Uit 1976 stamt het aktiemodel "Safari". Een standaard 4-tje met zwart gelakte bumpers, brede zwarte biezen aan de zijkanten, en een kleurig interieur op basis van het aloude buizenframe. De Safari was in 3 kleuren verkrijgbaar, felblauw, lichtgroen en oranje en is tot en met 1978 leverbaar geweest.
In dat jaar verschijnt ook het nieuwe topmodel in de serie: de R4GTL met 1108 cc motor. De GTL is van buiten herkenbaar aan de grijze beschermstrips (tonklatten) langs de deuren, de grille die in grijs plastic is uitgevoerd en de grijze "stootbeugeltjes" (tonkers) die voorop gemonteerd zitten. Die beugeltjes waren overigens altijd al verkrijgbaar in verchroomde uitvoering, maar behoorden nooit eerder tot de standaarduitrusting.

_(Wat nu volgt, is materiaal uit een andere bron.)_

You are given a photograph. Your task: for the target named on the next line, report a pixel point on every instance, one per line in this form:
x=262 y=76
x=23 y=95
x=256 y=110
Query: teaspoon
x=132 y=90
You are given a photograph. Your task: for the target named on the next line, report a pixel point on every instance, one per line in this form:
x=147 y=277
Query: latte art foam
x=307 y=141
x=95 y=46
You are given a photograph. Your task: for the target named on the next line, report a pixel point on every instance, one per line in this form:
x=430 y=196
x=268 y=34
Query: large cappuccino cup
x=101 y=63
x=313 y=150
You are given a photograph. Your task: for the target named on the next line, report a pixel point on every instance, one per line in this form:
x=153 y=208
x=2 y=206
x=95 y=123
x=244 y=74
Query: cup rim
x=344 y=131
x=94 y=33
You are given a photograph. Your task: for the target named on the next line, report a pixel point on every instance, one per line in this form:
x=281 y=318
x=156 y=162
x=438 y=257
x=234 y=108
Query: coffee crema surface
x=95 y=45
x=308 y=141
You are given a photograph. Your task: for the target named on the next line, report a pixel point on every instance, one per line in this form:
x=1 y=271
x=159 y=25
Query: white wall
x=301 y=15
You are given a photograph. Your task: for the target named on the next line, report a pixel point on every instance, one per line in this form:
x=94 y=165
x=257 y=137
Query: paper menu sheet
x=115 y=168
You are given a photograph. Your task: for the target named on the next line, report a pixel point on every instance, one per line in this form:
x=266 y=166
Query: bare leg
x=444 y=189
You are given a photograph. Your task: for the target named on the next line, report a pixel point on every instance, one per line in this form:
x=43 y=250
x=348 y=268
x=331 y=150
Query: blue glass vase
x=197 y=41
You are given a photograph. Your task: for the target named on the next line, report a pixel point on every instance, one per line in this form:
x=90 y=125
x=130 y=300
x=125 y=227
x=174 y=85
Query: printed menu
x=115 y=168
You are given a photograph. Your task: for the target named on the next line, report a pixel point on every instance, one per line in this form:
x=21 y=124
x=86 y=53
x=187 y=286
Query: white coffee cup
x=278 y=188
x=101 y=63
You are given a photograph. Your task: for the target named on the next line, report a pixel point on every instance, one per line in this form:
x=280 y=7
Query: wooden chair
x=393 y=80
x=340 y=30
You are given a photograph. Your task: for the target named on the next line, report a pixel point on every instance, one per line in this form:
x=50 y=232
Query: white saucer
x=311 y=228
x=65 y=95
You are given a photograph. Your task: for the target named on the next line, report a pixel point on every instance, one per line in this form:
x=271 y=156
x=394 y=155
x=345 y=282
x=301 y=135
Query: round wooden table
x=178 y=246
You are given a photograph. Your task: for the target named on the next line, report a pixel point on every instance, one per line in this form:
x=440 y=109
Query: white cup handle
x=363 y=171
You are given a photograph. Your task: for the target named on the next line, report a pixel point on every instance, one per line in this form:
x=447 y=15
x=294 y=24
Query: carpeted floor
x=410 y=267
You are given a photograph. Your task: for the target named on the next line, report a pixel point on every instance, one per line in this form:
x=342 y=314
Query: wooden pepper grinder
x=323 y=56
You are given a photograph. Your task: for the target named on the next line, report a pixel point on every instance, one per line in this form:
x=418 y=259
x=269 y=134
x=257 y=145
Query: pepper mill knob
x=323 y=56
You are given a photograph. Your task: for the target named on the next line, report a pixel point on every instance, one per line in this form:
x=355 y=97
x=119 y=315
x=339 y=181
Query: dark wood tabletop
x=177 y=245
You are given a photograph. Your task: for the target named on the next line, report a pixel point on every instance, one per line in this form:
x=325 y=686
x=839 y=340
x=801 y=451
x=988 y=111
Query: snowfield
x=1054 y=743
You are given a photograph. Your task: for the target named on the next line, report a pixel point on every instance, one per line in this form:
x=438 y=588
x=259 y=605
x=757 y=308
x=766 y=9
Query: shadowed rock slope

De GTL is in 1981 de basis voor een volgend aktiemodel: de R4 "Jogging"; een witte carrosserie gesierd door een "regenboog-bies", met knal-blauwe bumpers, grillesierpees en beschermstrips. Het interieur kent dezelfde kleur blauw-met-bies terwijl de "normale" GTL is voorzien van een schotse-ruit bekleding. Standaard is het -meestal ook blauwe- stoffen roldak, dat overigens al vanaf 1961 als optie leverbaar was. 1981 is ook het jaar waarin een pick-up versie op basis van de R4F6 verschijnt.
In 1983 wordt het viertje weer eens grondig onder de loep genomen. De deur- en achterklep scharnieren worden naar binnen gewerkt en het dashboard van de Renault 5 wordt overgenomen. Alle varianten worden met grijze grille en bumpers uitgerust. De R4 is in Nederland tot 1986 leverbaar. In Frankrijk worden de R4TL en GTL nog gemaakt, onder de benaming "Savanne" en "Clan". Het bestelaanbod bestaat slechts uit de R4F4, die tot '88 wordt geleverd. De "Savanne" en "Clan" houden het vol tot 1993. De laatste serie, de "Bye Bye" was een reeks van 1000 tot 1 genummerde reeks.